Откуда известно, что Судейскому ее кто-то прислал?
— От верблюда. Ну, скажу, ошибся, понял не правильно…
— Нет, — снова возразила Марина, — не нужно.
Лучше не торопись, а то знаешь, слишком любопытным могут и нос оторвать.
— И я об этом думал, — как ни в чем не бывало
согласился Лева. — Все-таки лучше аккуратненько, без напрягов.
* * *
В зале заседаний загородной резиденции Судейского подходило
к концу большое совещание, посвященное довыборам в законодательные собрания
сразу нескольких областей, входивших в сферу интересов Рудольфа Аркадьевича.
Лев Валентинович мирно сидел в углу и, никем не тревожимый,
изредка задремывал. Совещание шло уже четвертый час, все присутствующие устали
и были раздражены. Наконец Судейский встал и заявил, что хочет подвести итог
всему сказанному и услышанному. Итоги Рудольф Аркадьевич подводил иногда часа
по полтора, поэтому Лева, склонившись над ежедневником, решил еще немного
расслабиться.
Но в этот раз депутат был лаконичен — пообещав разогнать
своих «окончательно зажравшихся» представителей на местах, он в общих чертах
обрисовал новые задачи в регионах, потребовал неукоснительного выполнения своих
распоряжений и, пожелав всем успехов, завершил выступление.
Большая часть присутствующих покинула зал, но несколько
человек остались — они были предупреждены о том, что будет еще одно совещание,
уже в узком кругу. Лев Валентинович, принадлежащий к этому кругу, подсел к
столу. О теме совещания его заранее не оповестили — значит, шефу что-то
потребовалось срочно.
Кроме него, были еще два помощника, заведующий
секретариатом, советник по общим вопросам, секретарша, а также Дима, который
пока еще в свое министерство отпущен не был, а пребывал в непонятном статусе
дядьки-наставника при новом пресс-секретаре.
Судейский, потный и возбужденный, разговаривал с кем-то по
телефону.

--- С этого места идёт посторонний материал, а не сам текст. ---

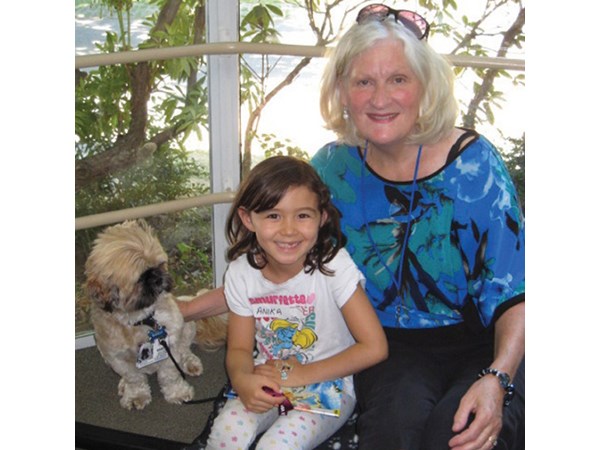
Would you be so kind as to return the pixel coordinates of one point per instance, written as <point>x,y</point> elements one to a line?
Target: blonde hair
<point>438,107</point>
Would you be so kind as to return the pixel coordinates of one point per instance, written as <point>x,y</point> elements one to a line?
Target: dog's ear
<point>103,297</point>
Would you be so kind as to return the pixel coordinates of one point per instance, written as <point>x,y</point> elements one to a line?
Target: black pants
<point>408,402</point>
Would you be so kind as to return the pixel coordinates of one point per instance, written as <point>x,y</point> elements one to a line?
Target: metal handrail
<point>96,220</point>
<point>225,48</point>
<point>228,48</point>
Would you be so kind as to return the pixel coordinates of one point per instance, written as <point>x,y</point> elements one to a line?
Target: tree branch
<point>129,149</point>
<point>510,37</point>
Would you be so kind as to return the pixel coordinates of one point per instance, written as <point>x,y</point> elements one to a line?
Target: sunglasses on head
<point>411,20</point>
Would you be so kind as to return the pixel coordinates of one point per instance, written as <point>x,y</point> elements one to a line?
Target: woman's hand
<point>485,400</point>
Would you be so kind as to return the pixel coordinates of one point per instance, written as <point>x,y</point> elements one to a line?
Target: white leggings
<point>236,428</point>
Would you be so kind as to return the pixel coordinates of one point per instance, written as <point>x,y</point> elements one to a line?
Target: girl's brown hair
<point>264,187</point>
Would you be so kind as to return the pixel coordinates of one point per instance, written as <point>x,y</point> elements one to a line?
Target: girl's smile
<point>287,232</point>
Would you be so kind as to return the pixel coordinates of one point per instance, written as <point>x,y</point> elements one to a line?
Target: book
<point>319,398</point>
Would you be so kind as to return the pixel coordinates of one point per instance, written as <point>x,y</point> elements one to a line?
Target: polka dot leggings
<point>235,428</point>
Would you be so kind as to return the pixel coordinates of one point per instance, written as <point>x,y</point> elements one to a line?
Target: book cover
<point>319,398</point>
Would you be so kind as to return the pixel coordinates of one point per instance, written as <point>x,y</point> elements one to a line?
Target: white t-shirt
<point>301,317</point>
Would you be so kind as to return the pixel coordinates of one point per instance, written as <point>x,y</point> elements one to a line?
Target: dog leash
<point>159,333</point>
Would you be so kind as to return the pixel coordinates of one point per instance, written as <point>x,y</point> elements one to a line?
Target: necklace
<point>397,283</point>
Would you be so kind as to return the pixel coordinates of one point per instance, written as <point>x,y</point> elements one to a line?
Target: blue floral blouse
<point>464,260</point>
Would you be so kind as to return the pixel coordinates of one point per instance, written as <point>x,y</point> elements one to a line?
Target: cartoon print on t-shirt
<point>292,339</point>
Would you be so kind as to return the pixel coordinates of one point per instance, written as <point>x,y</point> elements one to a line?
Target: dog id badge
<point>150,353</point>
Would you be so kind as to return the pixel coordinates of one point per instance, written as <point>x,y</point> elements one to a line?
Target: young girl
<point>296,296</point>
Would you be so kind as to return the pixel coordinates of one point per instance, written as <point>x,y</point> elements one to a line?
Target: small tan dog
<point>139,328</point>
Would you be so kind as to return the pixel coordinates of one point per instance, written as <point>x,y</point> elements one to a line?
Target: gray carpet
<point>97,402</point>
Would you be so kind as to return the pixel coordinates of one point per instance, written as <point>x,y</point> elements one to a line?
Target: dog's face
<point>127,268</point>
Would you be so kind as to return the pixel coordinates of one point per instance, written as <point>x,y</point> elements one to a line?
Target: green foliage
<point>258,25</point>
<point>272,146</point>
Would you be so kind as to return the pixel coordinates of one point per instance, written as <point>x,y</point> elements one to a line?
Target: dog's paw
<point>192,365</point>
<point>178,392</point>
<point>134,396</point>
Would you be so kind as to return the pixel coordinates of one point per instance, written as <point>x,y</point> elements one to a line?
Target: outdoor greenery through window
<point>141,130</point>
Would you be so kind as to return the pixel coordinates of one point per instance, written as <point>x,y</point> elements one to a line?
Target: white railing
<point>229,48</point>
<point>226,48</point>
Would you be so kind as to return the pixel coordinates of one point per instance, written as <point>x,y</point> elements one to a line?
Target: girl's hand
<point>250,391</point>
<point>485,400</point>
<point>286,372</point>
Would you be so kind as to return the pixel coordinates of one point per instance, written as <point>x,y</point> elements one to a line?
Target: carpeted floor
<point>98,412</point>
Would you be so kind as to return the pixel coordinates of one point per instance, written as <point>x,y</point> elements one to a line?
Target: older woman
<point>433,221</point>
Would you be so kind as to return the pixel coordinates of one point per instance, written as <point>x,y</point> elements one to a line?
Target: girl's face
<point>382,94</point>
<point>286,232</point>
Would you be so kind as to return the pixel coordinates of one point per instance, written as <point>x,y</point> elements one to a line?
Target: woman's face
<point>382,94</point>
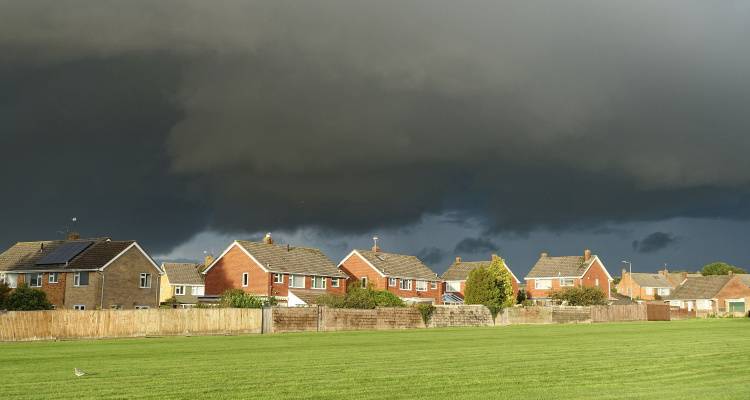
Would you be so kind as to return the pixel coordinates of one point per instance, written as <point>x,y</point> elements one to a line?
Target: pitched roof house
<point>269,269</point>
<point>551,274</point>
<point>183,281</point>
<point>644,286</point>
<point>84,273</point>
<point>456,275</point>
<point>403,275</point>
<point>713,294</point>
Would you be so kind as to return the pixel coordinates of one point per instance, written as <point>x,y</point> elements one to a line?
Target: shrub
<point>26,299</point>
<point>580,296</point>
<point>236,298</point>
<point>425,310</point>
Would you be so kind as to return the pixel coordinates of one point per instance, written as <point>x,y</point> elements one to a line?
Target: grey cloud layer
<point>349,115</point>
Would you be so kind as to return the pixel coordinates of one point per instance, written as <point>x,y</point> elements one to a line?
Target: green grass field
<point>700,359</point>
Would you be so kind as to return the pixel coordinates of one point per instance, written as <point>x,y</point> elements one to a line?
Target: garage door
<point>736,306</point>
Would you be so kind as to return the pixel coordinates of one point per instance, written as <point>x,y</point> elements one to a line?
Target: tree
<point>581,296</point>
<point>25,298</point>
<point>720,268</point>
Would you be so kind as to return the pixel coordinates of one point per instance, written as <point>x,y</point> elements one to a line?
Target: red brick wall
<point>227,274</point>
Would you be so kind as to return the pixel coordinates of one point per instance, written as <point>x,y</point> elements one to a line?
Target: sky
<point>445,128</point>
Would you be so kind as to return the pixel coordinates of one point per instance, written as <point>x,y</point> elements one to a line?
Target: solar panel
<point>64,253</point>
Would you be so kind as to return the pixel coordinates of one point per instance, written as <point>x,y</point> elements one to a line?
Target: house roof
<point>309,296</point>
<point>702,287</point>
<point>560,266</point>
<point>651,280</point>
<point>291,259</point>
<point>398,265</point>
<point>24,256</point>
<point>459,271</point>
<point>183,273</point>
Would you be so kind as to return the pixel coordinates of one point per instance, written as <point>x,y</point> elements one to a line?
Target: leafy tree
<point>580,296</point>
<point>25,298</point>
<point>720,268</point>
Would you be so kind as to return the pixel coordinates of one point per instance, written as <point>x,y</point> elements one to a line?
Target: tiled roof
<point>459,271</point>
<point>23,256</point>
<point>651,280</point>
<point>183,273</point>
<point>309,296</point>
<point>563,266</point>
<point>703,287</point>
<point>292,259</point>
<point>398,265</point>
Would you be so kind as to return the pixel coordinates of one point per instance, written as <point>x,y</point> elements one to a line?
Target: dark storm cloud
<point>249,116</point>
<point>654,242</point>
<point>475,246</point>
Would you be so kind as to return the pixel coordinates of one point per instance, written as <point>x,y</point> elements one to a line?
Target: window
<point>543,284</point>
<point>567,282</point>
<point>296,281</point>
<point>318,282</point>
<point>145,281</point>
<point>82,279</point>
<point>34,280</point>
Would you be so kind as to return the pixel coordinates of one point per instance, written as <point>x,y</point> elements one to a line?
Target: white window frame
<point>314,285</point>
<point>567,282</point>
<point>294,278</point>
<point>546,286</point>
<point>144,281</point>
<point>198,290</point>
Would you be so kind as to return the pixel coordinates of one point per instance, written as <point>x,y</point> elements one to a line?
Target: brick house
<point>714,294</point>
<point>551,274</point>
<point>84,274</point>
<point>456,275</point>
<point>266,269</point>
<point>405,276</point>
<point>645,286</point>
<point>183,281</point>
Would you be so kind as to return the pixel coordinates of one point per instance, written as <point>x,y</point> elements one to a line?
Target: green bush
<point>580,296</point>
<point>26,299</point>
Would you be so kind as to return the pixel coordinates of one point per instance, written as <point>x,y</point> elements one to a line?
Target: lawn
<point>699,359</point>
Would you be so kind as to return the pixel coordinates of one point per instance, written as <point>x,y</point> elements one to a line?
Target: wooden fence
<point>72,324</point>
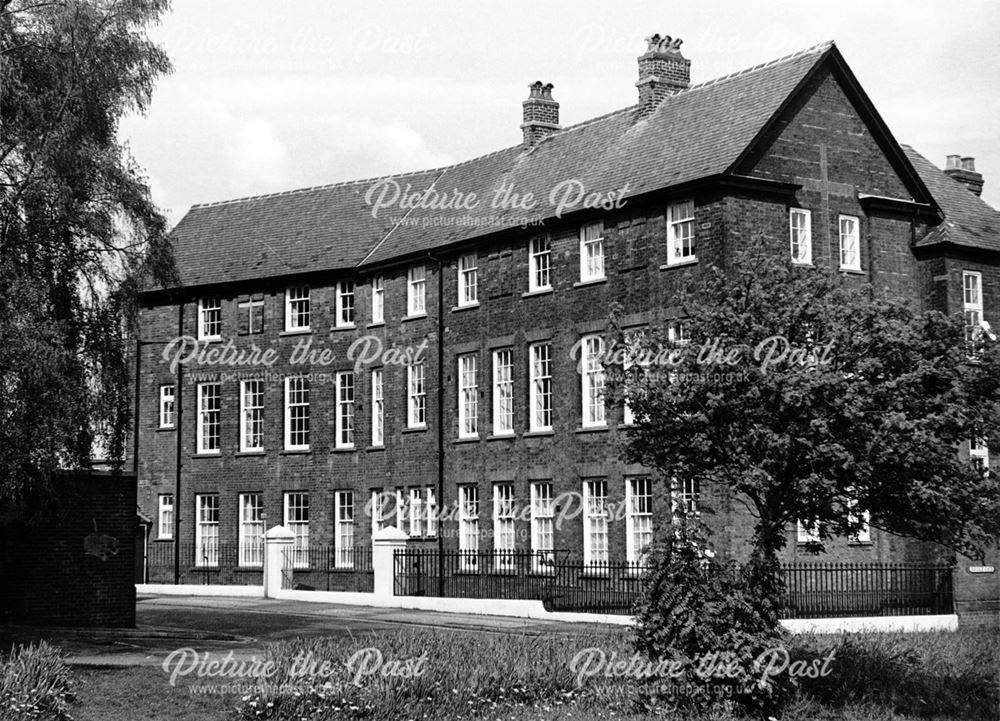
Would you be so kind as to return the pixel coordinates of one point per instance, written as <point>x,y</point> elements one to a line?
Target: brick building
<point>443,334</point>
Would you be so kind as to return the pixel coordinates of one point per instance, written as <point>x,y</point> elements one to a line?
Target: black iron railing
<point>475,574</point>
<point>823,590</point>
<point>207,563</point>
<point>327,568</point>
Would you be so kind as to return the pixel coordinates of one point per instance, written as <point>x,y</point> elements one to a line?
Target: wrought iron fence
<point>566,583</point>
<point>474,574</point>
<point>207,564</point>
<point>822,590</point>
<point>327,568</point>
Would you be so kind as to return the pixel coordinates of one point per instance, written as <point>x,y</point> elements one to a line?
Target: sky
<point>266,97</point>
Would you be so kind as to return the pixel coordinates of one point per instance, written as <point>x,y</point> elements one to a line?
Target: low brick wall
<point>977,591</point>
<point>75,563</point>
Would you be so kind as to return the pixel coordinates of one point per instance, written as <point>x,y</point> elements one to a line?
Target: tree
<point>78,230</point>
<point>814,398</point>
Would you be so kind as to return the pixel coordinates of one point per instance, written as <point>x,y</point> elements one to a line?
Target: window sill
<point>539,291</point>
<point>679,263</point>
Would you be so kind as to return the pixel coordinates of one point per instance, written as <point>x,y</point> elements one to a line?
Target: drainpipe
<point>179,431</point>
<point>440,419</point>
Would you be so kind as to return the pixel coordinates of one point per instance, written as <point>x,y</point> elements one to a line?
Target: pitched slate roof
<point>696,133</point>
<point>969,220</point>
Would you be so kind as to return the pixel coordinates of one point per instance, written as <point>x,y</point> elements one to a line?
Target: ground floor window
<point>251,533</point>
<point>468,526</point>
<point>297,521</point>
<point>206,538</point>
<point>343,512</point>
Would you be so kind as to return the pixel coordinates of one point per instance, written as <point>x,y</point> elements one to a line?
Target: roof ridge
<point>359,181</point>
<point>577,126</point>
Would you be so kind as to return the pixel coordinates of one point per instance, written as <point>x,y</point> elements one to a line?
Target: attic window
<point>680,233</point>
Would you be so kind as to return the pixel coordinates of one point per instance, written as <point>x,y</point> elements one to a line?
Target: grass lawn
<point>141,693</point>
<point>876,677</point>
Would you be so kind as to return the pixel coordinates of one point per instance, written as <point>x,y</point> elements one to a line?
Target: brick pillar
<point>385,543</point>
<point>276,541</point>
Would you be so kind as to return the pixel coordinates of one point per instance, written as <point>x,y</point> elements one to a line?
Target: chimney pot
<point>663,71</point>
<point>963,169</point>
<point>541,113</point>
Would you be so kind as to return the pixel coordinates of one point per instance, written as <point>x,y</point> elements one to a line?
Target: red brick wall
<point>75,564</point>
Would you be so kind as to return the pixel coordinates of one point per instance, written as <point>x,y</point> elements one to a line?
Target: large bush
<point>696,609</point>
<point>35,683</point>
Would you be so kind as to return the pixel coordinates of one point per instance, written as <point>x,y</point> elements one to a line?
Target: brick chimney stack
<point>541,114</point>
<point>663,71</point>
<point>964,171</point>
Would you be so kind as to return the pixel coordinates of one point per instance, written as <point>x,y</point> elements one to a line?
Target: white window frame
<point>344,531</point>
<point>206,530</point>
<point>593,412</point>
<point>298,527</point>
<point>800,235</point>
<point>638,518</point>
<point>542,526</point>
<point>378,510</point>
<point>468,527</point>
<point>848,238</point>
<point>979,452</point>
<point>378,299</point>
<point>289,380</point>
<point>540,387</point>
<point>416,291</point>
<point>345,304</point>
<point>806,532</point>
<point>207,306</point>
<point>344,422</point>
<point>540,264</point>
<point>503,392</point>
<point>168,405</point>
<point>431,510</point>
<point>504,531</point>
<point>972,302</point>
<point>378,407</point>
<point>592,252</point>
<point>251,530</point>
<point>297,305</point>
<point>252,416</point>
<point>416,396</point>
<point>595,525</point>
<point>681,235</point>
<point>165,516</point>
<point>209,418</point>
<point>468,280</point>
<point>468,396</point>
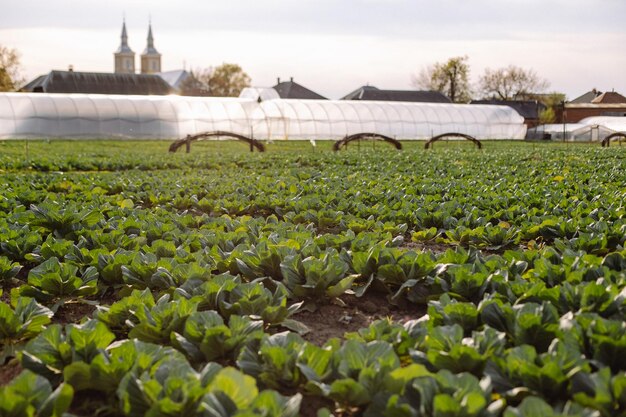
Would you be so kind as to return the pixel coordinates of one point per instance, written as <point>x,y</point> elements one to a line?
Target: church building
<point>124,79</point>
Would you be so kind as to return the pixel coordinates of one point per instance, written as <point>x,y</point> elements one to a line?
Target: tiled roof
<point>98,83</point>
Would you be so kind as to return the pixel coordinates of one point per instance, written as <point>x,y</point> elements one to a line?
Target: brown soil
<point>73,313</point>
<point>9,371</point>
<point>349,314</point>
<point>310,405</point>
<point>427,246</point>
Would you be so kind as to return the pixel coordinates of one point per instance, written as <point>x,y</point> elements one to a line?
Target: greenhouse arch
<point>607,141</point>
<point>191,138</point>
<point>453,134</point>
<point>101,116</point>
<point>361,136</point>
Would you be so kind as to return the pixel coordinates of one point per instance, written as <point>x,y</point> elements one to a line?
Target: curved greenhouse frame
<point>94,116</point>
<point>335,119</point>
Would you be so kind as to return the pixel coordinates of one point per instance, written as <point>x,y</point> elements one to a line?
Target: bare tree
<point>10,69</point>
<point>512,83</point>
<point>449,78</point>
<point>227,80</point>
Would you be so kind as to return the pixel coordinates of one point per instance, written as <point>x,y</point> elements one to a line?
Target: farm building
<point>98,83</point>
<point>594,103</point>
<point>371,93</point>
<point>41,115</point>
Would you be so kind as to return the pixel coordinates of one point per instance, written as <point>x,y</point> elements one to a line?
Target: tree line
<point>510,83</point>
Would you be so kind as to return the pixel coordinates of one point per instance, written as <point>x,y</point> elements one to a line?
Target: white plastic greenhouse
<point>40,115</point>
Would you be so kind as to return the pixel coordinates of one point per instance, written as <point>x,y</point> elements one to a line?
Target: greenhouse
<point>40,115</point>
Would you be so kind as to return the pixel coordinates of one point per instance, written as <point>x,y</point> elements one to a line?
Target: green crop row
<point>197,266</point>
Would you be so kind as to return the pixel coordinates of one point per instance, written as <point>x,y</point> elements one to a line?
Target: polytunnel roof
<point>168,117</point>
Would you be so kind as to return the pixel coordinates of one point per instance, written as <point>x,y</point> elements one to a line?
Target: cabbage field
<point>300,281</point>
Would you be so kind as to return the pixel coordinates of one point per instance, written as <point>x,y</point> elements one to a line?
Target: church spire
<point>150,58</point>
<point>124,56</point>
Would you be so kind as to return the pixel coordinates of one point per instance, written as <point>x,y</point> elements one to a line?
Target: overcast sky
<point>332,47</point>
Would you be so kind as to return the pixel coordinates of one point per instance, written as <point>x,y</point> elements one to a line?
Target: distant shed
<point>291,89</point>
<point>372,93</point>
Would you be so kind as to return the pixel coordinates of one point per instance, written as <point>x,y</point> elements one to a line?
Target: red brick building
<point>593,103</point>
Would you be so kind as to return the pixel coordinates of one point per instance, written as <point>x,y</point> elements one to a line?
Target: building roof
<point>291,89</point>
<point>368,92</point>
<point>598,97</point>
<point>528,109</point>
<point>98,83</point>
<point>610,97</point>
<point>175,77</point>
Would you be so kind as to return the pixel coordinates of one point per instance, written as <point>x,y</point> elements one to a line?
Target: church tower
<point>150,58</point>
<point>124,56</point>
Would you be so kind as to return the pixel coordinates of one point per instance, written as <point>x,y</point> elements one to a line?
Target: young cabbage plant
<point>57,347</point>
<point>21,324</point>
<point>206,337</point>
<point>56,283</point>
<point>31,395</point>
<point>313,278</point>
<point>8,272</point>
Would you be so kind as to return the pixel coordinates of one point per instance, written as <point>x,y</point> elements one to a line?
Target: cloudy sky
<point>332,47</point>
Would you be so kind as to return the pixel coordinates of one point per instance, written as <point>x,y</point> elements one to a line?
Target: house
<point>98,83</point>
<point>291,89</point>
<point>530,110</point>
<point>594,103</point>
<point>372,93</point>
<point>184,82</point>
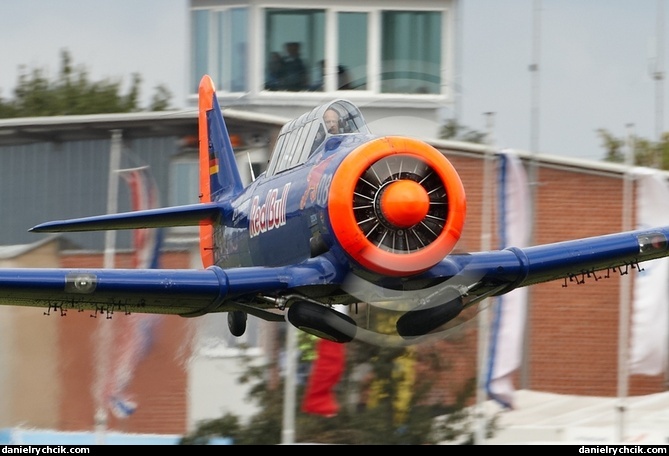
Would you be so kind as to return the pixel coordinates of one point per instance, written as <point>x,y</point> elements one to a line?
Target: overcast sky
<point>595,60</point>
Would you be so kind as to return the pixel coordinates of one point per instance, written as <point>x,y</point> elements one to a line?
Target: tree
<point>72,92</point>
<point>390,405</point>
<point>654,154</point>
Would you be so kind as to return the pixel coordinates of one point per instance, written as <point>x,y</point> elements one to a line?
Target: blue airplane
<point>340,217</point>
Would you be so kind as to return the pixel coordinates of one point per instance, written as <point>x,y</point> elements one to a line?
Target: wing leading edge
<point>574,261</point>
<point>182,292</point>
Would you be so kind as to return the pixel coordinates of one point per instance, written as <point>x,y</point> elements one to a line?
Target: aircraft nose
<point>404,203</point>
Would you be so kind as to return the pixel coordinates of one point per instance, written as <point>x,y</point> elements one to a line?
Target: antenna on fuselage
<point>253,177</point>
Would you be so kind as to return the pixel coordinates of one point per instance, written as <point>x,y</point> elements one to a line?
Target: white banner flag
<point>650,318</point>
<point>508,325</point>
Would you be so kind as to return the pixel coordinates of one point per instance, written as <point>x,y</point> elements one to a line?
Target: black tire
<point>421,321</point>
<point>322,321</point>
<point>237,322</point>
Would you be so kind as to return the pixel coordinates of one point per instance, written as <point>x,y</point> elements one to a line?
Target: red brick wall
<point>573,331</point>
<point>159,383</point>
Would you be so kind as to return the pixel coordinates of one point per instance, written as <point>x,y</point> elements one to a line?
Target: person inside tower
<point>294,72</point>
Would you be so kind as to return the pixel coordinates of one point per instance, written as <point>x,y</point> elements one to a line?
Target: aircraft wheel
<point>237,322</point>
<point>322,321</point>
<point>421,321</point>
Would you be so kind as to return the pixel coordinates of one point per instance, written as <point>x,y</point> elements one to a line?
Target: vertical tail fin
<point>219,176</point>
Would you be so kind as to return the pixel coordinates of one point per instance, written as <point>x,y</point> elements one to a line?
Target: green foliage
<point>453,130</point>
<point>653,154</point>
<point>358,422</point>
<point>72,92</point>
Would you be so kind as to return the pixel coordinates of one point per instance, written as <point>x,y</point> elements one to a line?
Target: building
<point>57,168</point>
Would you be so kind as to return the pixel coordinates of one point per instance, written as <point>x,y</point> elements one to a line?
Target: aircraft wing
<point>182,292</point>
<point>575,261</point>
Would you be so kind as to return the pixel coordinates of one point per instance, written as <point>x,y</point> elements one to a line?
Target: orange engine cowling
<point>397,206</point>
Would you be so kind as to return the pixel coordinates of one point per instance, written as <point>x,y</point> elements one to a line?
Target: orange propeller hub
<point>405,203</point>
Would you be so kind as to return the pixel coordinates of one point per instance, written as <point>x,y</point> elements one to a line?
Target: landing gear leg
<point>237,322</point>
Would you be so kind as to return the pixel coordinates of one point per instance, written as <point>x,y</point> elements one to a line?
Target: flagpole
<point>625,287</point>
<point>290,385</point>
<point>102,356</point>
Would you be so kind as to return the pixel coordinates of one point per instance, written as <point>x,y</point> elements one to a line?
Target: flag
<point>143,195</point>
<point>326,371</point>
<point>328,367</point>
<point>510,310</point>
<point>648,332</point>
<point>135,333</point>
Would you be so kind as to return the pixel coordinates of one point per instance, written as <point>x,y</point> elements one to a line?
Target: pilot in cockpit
<point>331,120</point>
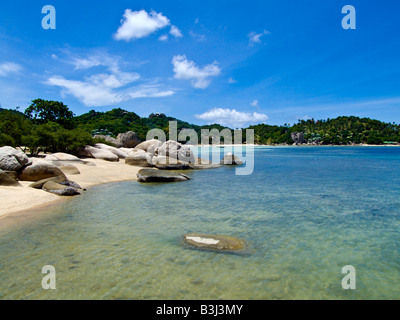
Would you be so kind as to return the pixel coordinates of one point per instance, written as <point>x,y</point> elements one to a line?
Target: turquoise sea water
<point>305,212</point>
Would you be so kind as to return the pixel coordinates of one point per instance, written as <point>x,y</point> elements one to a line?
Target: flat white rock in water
<point>214,242</point>
<point>203,240</point>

До присутствующих долетали обрывки фраз, мат и заливистый смех
депутата. Наконец он закончил беседу, которая, похоже, развлекла его, и весело
произнес:
— Ну что, продолжим? Итак, на повестке дня снова
«очевидное — невероятное».
Судейский кивнул секретарше:
— Пригласи Сергея Александровича, он в комнате отдыха.
Про Сергея Александровича Лева был уже наслышан, хотя видеть
его еще не доводилось. Таинственная личность, доверительные отношения с шефом,
занимается вопросами финансов, исполняет обязанности личного казначея. Короче
говоря, особо доверенное лицо.
Лицо, как показалось Леве, было совершенно неприметное.
Настолько, что его вряд ли можно было вспомнить, увидев второй раз.
Сергей Александрович внес в зал и возложил на громадный стол
металлический кейс размером несколько больше, чем стандартные чемоданчики.
Следом за казначеем в зал неуверенно вошли и растерянно замерли
у порога два пожилых джентльмена, явно ученого вида.
— Присаживайтесь сюда, к столу, — Судейский сделал
гостеприимный жест рукой. — Хотите чего-нибудь? — И зачастил, как
профессиональный бармен:
— Чай, кофе, сок, минералка, вода со льдом?
Гости отрицательно закрутили головами, не спуская испуганных
глаз с Рудольфа Аркадьевича. Видно было, что он их подавляет. Впрочем, это мог
сказать про себя, в той или иной мере, каждый из присутствующих.